Some of the findings I’ve been blogging about recently (and some still to come) are contradictory. On the one hand students seem to be very aware that their answers have been marked by a computer not a human-marker, but in other ways they are behaving as if they are being marked by a human marker.
Back in 1996 Reeves and Nass introduced the ‘Computers as social actors’ paradigm, arguing that people’s interaction with computers, television and other new media are fundamentally social and natural, just like interactions in real life. More recent work has shown that people are polite to computers (even though they know this is stupid) and, when they feel that a computer has ‘cheated’ them, they behave spitefully towards it.

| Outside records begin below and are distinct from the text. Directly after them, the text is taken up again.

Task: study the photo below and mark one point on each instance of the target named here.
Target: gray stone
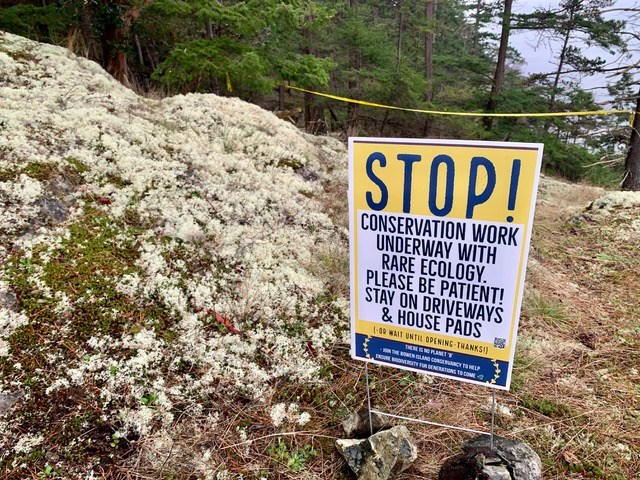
(523, 463)
(475, 464)
(8, 299)
(8, 400)
(52, 211)
(356, 425)
(380, 456)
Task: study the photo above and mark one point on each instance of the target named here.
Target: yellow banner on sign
(444, 342)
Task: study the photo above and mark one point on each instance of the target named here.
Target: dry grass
(574, 396)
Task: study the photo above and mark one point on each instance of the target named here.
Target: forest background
(449, 55)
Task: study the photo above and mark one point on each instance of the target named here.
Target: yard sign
(440, 233)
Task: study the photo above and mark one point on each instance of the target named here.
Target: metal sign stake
(493, 416)
(366, 374)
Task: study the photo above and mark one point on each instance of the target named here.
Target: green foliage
(293, 459)
(48, 23)
(368, 49)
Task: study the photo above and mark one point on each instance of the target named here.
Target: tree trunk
(498, 77)
(561, 60)
(399, 44)
(631, 179)
(476, 29)
(352, 127)
(429, 40)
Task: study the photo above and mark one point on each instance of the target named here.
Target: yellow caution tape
(229, 86)
(459, 114)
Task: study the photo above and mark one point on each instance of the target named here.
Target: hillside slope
(155, 254)
(173, 298)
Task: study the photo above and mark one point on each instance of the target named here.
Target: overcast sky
(540, 53)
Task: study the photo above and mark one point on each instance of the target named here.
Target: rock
(380, 456)
(521, 460)
(613, 200)
(475, 464)
(356, 425)
(52, 211)
(8, 400)
(8, 299)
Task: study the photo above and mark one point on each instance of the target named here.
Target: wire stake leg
(366, 374)
(493, 415)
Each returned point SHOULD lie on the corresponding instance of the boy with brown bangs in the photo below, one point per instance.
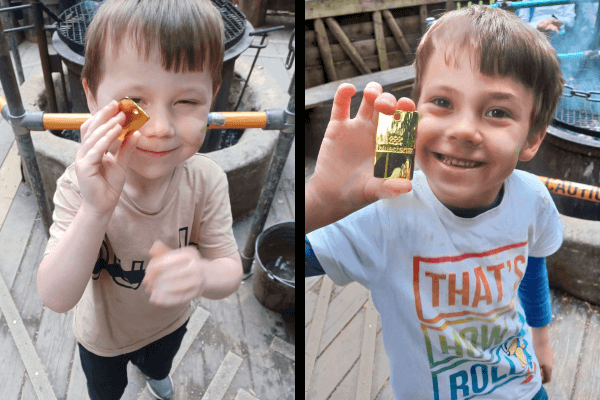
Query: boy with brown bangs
(456, 263)
(143, 227)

Lipnevich and Smith‘s work on assessment feedback that students believed to be generated by a human or computer provided some support for the computers as social actors hypothesis, but also some evidence that runs counter to the hypothesis. When all was going well, feedback from a computer was received as if from a person; when recipients didn’t want to believe the feedback, then the computer was…a stupid computer! I think I’m beginning to find similar evidence in my own work. Some students type their answers as carefully crafted sentences and in many situations they seem to react to feedback from a computer as if it came from a human marker. However when an answer is marked as incorrect (whether or not it is), and especially in the absence of targeted feedback that explains the error, students seem to think that they are right and the computer is wrong. As I’ve said before, this is something of a problem for e-assessment.